Stefan Fatsis, author of Word Freak: Heartbreak, Triumph, Genius, and Obsession in the World of Competitive Scrabble Players
"Football isn't the only thing happening underneath those Friday night lights. American Band leads us through the championship season of Elkhart, Indianas Marching Minutemen. But most importantly, author Kristen Laine shows that in the heart of the heart of the country, so- called quaint notions like community and personal excellence are alive and kicking."
Cathy Day, author of The Circus in Winter
"Through the graceful narration of Kristen Laine, a season of a high school band becomes the provocative story of young men and women grappling with issues of friendships, ambition, and spirituality. American Band transports us to the real America that so many journalists simply fly over. It makes us care us care deeply about the parents, kids and teachers who come together to create a sense of community in these fast-changing times."
David L. Marcus, author of What It Takes to Pull Me Through: Why Teenagers Get in Trouble, and How Four of Them Got Out
"American Band is a compelling story of young people finding their voices, their callings, and their rhythm. In Kristen Laine's hands, the unfolding highs and lows of a group of high school musicians becomes an unlikely but utterly convincing venue for relating universal experiences: learning to love, learning from loss, struggling with faith.... In other words, growing up. With remarkable empathy and skillful prose, Laine not only grants access to the lives of the teenagers whose stories she so poignantly tells, she actually makes the reader nostalgic for high school, for that time when we dreamed big dreams and loved our friends as if the music of life depended on them. Best of all, while American Band will surely be relished by those who have glide- stepped to Take the A Train, it invites even those of us who wouldn't know a piccolo from a pipe organ to take the field and march along."

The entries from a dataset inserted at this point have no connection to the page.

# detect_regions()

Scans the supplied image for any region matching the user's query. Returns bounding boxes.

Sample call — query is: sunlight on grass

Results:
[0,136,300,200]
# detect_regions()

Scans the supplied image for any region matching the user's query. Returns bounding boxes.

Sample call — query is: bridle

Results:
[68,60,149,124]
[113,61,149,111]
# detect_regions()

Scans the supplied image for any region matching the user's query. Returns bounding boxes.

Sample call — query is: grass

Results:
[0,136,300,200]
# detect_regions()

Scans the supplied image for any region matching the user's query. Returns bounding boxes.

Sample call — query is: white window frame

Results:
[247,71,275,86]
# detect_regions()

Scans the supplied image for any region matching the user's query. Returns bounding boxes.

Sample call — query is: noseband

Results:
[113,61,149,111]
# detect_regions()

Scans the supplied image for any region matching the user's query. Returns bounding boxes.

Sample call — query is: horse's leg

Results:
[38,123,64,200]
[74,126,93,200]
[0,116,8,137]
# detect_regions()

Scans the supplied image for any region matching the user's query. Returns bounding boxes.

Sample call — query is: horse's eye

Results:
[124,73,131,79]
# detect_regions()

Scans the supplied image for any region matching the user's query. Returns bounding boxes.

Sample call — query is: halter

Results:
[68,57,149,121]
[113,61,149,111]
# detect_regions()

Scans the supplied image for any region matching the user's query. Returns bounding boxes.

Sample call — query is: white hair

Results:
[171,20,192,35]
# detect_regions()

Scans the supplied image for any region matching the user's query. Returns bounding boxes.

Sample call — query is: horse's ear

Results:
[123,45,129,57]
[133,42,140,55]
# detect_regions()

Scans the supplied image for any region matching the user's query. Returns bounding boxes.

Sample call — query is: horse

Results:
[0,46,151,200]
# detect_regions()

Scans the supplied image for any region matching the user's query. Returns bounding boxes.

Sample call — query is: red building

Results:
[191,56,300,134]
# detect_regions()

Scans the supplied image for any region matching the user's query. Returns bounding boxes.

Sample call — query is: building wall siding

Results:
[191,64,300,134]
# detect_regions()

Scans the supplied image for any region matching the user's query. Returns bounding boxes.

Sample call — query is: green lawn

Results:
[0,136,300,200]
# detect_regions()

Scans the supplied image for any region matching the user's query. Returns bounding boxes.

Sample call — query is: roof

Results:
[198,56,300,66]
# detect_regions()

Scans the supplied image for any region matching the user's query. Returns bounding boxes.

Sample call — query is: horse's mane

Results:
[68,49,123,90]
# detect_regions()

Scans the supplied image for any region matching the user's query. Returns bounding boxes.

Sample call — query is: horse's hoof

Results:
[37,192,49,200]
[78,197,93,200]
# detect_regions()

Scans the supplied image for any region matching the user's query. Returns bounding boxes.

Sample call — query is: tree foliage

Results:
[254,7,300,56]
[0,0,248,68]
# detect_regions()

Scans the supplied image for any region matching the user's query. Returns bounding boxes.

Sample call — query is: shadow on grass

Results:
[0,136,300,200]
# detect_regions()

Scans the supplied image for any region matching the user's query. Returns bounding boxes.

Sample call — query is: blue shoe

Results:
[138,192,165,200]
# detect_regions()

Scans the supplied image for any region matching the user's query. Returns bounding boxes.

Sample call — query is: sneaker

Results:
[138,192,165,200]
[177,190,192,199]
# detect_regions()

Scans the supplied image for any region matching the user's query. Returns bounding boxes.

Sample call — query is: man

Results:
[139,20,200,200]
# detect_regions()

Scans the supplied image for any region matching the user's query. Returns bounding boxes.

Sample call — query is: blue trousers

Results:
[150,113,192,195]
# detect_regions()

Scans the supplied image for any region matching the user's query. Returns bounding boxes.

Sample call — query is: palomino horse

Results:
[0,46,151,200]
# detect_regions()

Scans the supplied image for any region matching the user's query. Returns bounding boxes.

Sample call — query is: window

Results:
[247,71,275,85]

Peter Manseau, author of Vows: The Story of a Priest, a Nun, and Their Son
A triumph! American Band is an incisive portrait of life and coming of age in our heartland - a place so many of us feel free to ridicule and analyze, but so rarely take the time to truly comprehend. Kristen Laine pushes right through the stereotypes about red states, evangelicals, and the nature of life in the middle of our nation. American Band, is, in one sense, a well-paced page-turner in the great tradition of competition narratives. But it is also much more. Kristen Laine has blessed us with a deeply serious, life-affirming book whose quiet insight and wisdom will stay with the reader many years after those pages have been turned
Susan Eaton, author of The Children in Room E-4
In the spirit of "Friday Night Lights," Laine presents the stirring story of a marching band from small-town middle America in this snapshot of a heartland community and its triumphs, disappointment, and drama.
About the Author
Thirty years after she marched in an Indiana high school band, Kristen Laine returned to the state, moving her family from New Hampshire to Elkhart to immerse herself in the story of the Concord High School Marching Minutemen. She is an award-winning journalist whose commentaries can be heard on Vermont Public Radio.